3D semantic segmentation is essential for autonomous driving and road infrastructure analysis, but state-of-the-art 3D models suffer from severe domain shift when applied across datasets. We propose a multi-view projection framework for unsupervised domain adaptation (UDA). Our method aligns LiDAR scans into coherent 3D scenes and renders them from multiple virtual camera poses to generate large-scale synthetic 2D datasets (PC2D) in various modalities. An ensemble of 2D segmentation models is trained on these modalities, and during inference, hundreds of views per scene are processed, with logits back-projected to 3D using an occlusion-aware voting scheme to produce point-wise labels. These labels can be used directly or to fine-tune a 3D segmentation model in the target domain. We evaluate our approach in both Real-to-Real and Simulation-to-Real UDA, achieving state-of-the-art performance in the Real-to-Real setting.

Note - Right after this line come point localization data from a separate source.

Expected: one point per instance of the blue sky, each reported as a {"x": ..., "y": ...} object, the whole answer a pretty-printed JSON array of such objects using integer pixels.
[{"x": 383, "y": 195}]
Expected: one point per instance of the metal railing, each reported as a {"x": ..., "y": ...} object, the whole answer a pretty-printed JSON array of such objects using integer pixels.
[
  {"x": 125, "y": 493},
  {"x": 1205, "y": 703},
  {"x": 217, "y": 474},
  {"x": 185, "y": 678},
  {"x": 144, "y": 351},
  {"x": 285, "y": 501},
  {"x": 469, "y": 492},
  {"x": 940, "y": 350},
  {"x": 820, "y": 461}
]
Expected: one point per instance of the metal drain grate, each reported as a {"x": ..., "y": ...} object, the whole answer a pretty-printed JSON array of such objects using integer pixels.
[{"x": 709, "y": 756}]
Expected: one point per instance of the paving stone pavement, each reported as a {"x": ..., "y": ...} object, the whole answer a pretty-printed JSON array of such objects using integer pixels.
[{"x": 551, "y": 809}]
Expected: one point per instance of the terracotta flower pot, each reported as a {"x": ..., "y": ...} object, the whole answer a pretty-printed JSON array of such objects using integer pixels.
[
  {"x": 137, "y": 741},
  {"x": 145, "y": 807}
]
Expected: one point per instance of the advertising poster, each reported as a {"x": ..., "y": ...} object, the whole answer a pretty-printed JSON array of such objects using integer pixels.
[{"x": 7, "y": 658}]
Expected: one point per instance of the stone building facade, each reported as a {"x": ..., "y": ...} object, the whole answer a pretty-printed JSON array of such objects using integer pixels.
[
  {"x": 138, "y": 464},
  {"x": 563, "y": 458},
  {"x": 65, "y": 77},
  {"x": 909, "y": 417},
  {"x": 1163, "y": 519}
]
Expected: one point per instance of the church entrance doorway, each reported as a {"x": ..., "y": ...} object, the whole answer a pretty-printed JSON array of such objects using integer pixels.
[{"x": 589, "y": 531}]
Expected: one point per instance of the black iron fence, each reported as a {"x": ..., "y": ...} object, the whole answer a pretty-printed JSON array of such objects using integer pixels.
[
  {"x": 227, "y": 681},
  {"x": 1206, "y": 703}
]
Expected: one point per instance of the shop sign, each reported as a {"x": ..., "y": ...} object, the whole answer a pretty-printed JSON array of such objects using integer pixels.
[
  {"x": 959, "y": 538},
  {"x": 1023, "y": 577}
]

Furthermore, we show that our framework enables segmentation of rare classes, leveraging only 2D annotations for those classes while relying on 3D annotations for others in the source domain.

Paper Structure

This paper contains 26 sections, 2 figures, 5 tables.

Figures (2)

  • Figure 1: Overview of Seg_3D_by_PC2D .Training Phase. Starting from a 3D scenes (LiDAR scans in a common frame) and 3D segmentation masks, virtual camera poses are sampled around each scene. 2D images along with 2D segmentation masks are then rendered from the poses in a chosen modality. See Figure \ref{['fig:PC2D_generation']} for details on this dataset generation step. Each generated dataset is then used to train an individual 2D semantic segmentation model, which together form an ensemble. Inference Phase. A 3D scene is processed by generating virtual camera poses and rendering views in each modality, similarly to the training phase. Each model of the ensemble is then used to process the views in the corresponding modality. The resulting 2D logits are back-projected to 3D and accumulated as votes. The final 3D mask is obtained by assigning the most voted class to each point.
  • Figure 2: PointCloud2D (PC2D) dataset generation pipeline. A 2D semantic segmentation dataset of rendered views of 3D pointclouds is generated from a 3D semantic segmentation dataset. To obtain diverse images, virtual camera poses of 4 categories are sampled around the 3D scenes. The modality used for rendering can be chosen among RGB, Intensity, Depth and Normals. For each scene and each camera pose category, a large number of camera poses are sampled, and the corresponding 2D images and segmentation masks are rendered.